When you drive a car at speed, your mental processes speed up, and everything happens in slow motion. But on the road, of course, you can’t use those skills. I know that if I have a really fast car, I am going to get a lot of speeding convictions. That’s why I drive a 2007 VW Golf 1.4 TSI with 273,000 miles on the clock. I don’t want to have to go on any more speed awareness courses. I was on one, and we were all asked what was fastest we had ever driven. The course leader was not impressed when I said 650mph.
I think autonomous cars will be a disaster.
When you are sitting alongside another driver at a junction, you can glance across and get a sense of what they are going to do, but you can’t do that with a computer.
My first car was a 1936 SS2 Jaguar 1.5-litre.
I got it out of a scrap yard for fifteen quid. It was a wonderful thing. Living in London, it was essential to have a car if you wanted to be successful with women.
I drove a Land Rover Series Two through Sahara, the Congo, East Africa, South Africa, India and Afghanistan.
I sold seats for the journey, and one of the passengers became my wife, Sally, although we’ve moved on now. By an amazing coincidence her great uncle had worked with John Cobb on his Bonneville land speed record run in the thirties. John Cobb was one of my heroes. When I was on holidays with my parents in 1952, when I was six, I saw his jet-powered hydroplane Crusader on Loch Ness, and that ignited my passion for speed.

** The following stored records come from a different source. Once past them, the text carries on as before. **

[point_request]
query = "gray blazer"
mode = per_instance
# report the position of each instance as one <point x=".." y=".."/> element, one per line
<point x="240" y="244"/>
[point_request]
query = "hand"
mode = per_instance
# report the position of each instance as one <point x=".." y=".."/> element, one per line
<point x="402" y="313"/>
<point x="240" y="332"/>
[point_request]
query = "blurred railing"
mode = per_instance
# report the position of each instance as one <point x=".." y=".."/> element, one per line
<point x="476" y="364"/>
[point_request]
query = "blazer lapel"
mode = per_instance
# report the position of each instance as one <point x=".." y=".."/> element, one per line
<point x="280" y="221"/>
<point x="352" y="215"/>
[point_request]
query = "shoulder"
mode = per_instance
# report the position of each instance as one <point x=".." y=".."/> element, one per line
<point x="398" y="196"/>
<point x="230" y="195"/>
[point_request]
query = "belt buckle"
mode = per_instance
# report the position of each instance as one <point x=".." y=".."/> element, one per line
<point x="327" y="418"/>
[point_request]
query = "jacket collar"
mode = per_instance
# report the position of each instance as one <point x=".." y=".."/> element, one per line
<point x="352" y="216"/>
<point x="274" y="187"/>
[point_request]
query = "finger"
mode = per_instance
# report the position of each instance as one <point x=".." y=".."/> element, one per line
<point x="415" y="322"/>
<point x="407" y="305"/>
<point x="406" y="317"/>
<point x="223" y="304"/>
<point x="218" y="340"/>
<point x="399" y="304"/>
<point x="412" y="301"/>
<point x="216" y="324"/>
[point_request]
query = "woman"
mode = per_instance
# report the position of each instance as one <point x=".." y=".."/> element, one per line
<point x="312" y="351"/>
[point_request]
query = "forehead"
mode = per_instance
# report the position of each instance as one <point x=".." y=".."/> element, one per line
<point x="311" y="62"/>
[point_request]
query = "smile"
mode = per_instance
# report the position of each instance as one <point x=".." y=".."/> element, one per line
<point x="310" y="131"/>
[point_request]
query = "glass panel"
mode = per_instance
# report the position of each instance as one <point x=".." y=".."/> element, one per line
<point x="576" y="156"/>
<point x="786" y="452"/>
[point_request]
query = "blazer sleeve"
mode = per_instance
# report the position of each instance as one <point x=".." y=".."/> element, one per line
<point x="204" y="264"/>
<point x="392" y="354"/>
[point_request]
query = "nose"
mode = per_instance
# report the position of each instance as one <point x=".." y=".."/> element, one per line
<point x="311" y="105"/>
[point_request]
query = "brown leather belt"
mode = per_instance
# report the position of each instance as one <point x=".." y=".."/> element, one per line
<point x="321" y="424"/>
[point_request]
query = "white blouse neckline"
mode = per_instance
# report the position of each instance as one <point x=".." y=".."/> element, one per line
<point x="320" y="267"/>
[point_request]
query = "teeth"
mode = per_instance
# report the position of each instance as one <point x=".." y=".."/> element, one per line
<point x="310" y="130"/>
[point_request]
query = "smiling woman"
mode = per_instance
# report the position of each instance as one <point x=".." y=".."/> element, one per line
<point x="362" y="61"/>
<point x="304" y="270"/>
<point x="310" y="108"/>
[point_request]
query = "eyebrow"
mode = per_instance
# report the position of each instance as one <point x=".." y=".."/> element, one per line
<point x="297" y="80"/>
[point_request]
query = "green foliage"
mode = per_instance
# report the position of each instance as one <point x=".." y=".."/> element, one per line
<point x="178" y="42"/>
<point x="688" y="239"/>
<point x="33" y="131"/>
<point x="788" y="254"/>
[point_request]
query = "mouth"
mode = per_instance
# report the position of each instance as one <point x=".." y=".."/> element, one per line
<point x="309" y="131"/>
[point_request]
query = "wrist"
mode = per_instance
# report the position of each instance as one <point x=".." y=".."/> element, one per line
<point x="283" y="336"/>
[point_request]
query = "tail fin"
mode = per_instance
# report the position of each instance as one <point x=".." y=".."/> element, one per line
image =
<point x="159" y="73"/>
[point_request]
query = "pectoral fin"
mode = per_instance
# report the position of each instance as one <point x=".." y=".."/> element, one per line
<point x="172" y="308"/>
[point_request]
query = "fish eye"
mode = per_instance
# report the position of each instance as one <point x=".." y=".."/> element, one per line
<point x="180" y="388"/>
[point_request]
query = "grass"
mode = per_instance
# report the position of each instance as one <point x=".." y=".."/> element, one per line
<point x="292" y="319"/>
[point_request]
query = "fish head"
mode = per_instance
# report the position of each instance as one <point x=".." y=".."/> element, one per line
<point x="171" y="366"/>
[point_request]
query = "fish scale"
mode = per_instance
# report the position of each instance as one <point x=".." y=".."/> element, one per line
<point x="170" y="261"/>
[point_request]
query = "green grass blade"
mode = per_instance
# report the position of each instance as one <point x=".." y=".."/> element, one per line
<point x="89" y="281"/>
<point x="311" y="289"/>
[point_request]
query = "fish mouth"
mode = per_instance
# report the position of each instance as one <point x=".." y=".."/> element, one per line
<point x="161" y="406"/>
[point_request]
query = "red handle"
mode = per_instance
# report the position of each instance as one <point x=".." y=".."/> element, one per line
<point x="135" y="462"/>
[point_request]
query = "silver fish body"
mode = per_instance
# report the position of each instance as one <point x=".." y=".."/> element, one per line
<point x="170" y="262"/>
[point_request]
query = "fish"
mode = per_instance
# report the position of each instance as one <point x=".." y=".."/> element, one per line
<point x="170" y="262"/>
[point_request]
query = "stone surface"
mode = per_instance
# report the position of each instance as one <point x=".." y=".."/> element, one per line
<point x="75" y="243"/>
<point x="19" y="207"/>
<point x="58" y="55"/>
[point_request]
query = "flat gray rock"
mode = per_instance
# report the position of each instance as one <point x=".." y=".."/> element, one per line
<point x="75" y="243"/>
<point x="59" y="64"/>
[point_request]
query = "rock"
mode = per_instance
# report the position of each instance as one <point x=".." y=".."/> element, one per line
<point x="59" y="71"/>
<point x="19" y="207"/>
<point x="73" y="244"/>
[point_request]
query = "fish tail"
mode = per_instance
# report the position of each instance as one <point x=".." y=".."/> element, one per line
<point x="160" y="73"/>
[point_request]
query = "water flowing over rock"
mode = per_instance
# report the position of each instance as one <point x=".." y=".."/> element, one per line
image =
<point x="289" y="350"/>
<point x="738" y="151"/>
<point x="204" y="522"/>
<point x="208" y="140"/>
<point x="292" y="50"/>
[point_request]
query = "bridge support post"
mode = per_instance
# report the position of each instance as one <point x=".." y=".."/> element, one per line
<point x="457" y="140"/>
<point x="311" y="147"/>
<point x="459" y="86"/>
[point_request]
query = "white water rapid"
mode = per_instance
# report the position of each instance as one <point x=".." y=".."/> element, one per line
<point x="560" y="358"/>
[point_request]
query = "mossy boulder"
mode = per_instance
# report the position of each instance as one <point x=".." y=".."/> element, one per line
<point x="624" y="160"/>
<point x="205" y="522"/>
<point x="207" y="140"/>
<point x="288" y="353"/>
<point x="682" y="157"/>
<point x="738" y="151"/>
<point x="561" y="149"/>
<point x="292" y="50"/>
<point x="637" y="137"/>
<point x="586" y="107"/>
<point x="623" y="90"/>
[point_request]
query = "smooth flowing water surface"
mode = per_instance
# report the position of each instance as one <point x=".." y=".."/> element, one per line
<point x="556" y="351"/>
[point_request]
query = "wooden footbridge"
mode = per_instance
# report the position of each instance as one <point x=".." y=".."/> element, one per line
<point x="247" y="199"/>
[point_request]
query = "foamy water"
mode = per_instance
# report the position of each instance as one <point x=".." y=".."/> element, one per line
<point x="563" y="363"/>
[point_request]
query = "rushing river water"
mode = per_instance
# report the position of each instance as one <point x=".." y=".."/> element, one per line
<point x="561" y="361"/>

I’ve got fond memories of my 1990 Lotus Elan.
OK, it looked like a squashed toad, but the handling was brilliant, and I loved driving it.
The one car I’ve always, always wanted is a Ferrari F40.
That, to me, is the ultimate supercar. It’s a beautiful thing. I don’t suppose I will ever have one and maybe it’s for the best as it would get me into terrible trouble on the road.
I have moved into boats and have just finished restoring a Swedish patrol boat.
I can’t afford to take it out very often, but when I do, it’s a lot of fun.